Course Syllabus for CS 371R
Information Retrieval and Web Search


Chapter numbers refer to the text: Introduction to Information Retrieval
  1. Introduction: Chapter 1.

    Goals and history of IR. The impact of the web on IR.

  2. Basic IR Models: Chapters 1 & 6.

    Boolean and vector-space retrieval models; ranked retrieval; text-similarity metrics; TF-IDF (term frequency/inverse document frequency) weighting; cosine similarity.

  3. Basic Tokenizing, Indexing, and Implementation of Vector-Space Retrieval: Chapters 2 & 6.

    Simple tokenizing, stop-word removal, and stemming; inverted indices; efficient processing with sparse vectors; Java implementation.

  4. Experimental Evaluation of IR: Chapter 8.

    Performance metrics: recall, precision, and F-measure; Evaluations on benchmark text collections.

  5. Query Operations and Languages: Chapters 9 and 3.

    Relevance feedback; Query expansion; Query languages.

  6. Text Representation: Section 5.1 and Chapter 10.

    Word statistics; Zipf's law; Porter stemmer; morphology; index term selection; using thesauri. Metadata and markup languages (SGML, HTML, XML).

  7. Web Search: Chapters 19, 20, & 21.

    Search engines; spidering; metacrawlers; directed spidering; link analysis (e.g. hubs and authorities, Google PageRank); shopping agents.

  8. Text Categorization: Chapters 13 & 14.

    Categorization algorithms: Rocchio, nearest neighbor, and naive Bayes. Applications to information filtering and organization.

  9. Language-Model Based Retrieval : Chapter 12.

    Using naive Bayes text classification for ad hoc retrieval. Improved smoothing for document retrieval.

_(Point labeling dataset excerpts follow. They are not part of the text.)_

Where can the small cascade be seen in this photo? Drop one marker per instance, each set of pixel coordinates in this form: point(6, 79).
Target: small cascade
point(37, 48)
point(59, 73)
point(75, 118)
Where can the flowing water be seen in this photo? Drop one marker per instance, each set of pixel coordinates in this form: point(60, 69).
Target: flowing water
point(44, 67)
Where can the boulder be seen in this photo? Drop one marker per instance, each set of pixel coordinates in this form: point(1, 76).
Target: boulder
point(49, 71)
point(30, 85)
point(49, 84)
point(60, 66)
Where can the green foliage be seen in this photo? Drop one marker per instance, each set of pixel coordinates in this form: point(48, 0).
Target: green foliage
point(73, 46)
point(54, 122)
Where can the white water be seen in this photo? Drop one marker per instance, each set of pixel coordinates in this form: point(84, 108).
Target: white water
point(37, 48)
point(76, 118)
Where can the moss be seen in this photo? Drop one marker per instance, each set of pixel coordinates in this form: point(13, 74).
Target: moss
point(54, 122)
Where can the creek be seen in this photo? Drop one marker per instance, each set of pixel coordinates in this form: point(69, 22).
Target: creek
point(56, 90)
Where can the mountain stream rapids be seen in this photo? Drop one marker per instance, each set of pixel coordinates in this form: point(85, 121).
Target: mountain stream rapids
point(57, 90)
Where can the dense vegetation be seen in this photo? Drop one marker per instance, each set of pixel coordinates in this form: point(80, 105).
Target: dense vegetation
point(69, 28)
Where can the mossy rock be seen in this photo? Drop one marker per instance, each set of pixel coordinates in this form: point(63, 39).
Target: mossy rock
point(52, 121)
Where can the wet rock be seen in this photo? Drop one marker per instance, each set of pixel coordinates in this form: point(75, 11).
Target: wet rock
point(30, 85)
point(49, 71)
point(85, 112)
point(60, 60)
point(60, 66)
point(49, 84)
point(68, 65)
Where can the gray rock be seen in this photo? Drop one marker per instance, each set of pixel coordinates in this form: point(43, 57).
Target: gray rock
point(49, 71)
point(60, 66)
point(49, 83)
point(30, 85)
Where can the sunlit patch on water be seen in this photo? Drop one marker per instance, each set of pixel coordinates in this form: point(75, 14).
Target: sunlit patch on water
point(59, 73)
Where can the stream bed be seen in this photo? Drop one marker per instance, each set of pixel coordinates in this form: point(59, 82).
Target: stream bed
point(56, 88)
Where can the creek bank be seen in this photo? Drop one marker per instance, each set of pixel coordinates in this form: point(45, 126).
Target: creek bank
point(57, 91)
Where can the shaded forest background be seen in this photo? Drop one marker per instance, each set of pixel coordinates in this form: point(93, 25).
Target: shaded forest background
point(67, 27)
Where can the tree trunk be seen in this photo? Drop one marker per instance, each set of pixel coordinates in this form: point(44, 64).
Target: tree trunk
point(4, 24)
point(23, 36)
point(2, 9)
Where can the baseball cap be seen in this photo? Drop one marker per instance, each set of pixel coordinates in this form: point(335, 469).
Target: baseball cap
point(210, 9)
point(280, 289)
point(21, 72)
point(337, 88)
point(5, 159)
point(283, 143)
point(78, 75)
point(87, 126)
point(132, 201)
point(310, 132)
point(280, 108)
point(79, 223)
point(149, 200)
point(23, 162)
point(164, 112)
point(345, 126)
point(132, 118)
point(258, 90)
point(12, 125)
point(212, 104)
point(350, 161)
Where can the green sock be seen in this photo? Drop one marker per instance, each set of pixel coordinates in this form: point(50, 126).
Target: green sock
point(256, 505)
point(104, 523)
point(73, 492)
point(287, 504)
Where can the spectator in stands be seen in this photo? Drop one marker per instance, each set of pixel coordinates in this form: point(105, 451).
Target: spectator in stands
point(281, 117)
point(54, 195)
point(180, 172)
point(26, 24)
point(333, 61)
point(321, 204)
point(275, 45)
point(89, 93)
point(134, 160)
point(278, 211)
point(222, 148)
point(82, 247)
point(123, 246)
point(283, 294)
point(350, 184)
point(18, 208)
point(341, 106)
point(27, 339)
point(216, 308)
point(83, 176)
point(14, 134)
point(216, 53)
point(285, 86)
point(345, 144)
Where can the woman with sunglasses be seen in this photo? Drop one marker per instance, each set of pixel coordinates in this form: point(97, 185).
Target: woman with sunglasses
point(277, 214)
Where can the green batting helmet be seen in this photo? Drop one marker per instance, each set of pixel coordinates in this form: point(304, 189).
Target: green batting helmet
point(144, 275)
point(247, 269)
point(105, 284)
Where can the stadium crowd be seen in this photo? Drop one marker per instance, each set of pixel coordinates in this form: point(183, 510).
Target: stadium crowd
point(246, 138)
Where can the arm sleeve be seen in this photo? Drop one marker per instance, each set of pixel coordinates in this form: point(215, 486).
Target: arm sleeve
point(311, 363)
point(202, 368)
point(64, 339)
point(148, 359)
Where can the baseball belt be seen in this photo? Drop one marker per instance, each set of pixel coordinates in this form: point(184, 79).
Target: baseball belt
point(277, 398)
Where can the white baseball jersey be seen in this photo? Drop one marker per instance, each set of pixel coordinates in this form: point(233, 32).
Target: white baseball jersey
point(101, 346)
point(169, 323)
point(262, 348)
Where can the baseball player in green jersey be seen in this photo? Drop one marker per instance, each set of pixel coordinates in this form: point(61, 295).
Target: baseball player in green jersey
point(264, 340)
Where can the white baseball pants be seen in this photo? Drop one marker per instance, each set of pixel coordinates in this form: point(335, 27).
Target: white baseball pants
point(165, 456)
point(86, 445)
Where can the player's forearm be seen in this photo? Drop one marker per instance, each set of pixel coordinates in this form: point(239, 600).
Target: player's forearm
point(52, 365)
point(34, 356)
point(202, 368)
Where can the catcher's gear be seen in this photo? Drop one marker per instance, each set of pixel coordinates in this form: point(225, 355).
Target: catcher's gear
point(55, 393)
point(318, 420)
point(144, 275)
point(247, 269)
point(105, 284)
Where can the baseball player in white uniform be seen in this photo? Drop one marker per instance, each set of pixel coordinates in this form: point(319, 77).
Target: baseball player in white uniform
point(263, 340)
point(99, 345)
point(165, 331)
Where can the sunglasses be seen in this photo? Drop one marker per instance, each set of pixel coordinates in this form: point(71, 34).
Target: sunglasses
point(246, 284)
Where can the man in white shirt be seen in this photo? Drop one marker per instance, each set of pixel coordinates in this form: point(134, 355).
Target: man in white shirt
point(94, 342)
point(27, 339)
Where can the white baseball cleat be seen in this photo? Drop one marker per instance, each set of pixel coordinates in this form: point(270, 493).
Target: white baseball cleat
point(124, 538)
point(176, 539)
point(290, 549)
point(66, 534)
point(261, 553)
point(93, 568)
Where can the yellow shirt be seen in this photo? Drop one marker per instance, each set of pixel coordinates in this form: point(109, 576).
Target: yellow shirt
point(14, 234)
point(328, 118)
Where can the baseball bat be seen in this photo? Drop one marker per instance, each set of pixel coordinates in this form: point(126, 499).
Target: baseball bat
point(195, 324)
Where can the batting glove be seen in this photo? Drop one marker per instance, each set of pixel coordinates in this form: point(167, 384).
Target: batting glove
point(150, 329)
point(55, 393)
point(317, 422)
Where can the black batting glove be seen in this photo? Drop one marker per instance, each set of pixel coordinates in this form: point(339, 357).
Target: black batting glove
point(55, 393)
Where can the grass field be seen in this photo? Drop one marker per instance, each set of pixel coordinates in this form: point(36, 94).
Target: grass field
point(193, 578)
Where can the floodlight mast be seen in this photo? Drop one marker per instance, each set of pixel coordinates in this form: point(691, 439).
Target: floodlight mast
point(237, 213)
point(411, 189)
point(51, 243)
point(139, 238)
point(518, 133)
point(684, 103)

  10. Text Clustering: Chapters 16 & 17.

    Clustering algorithms: agglomerative clustering; k-means; expectation maximization (EM). Applications to web search and information organization.

  11. Recommender Systems: Read this paper by Herlocker et al.

    Collaborative filtering and content-based recommendation of documents and products.

  12. Information Extraction and Integration:

    Extracting data from text; semantic web; collecting and integrating specialized information on the web.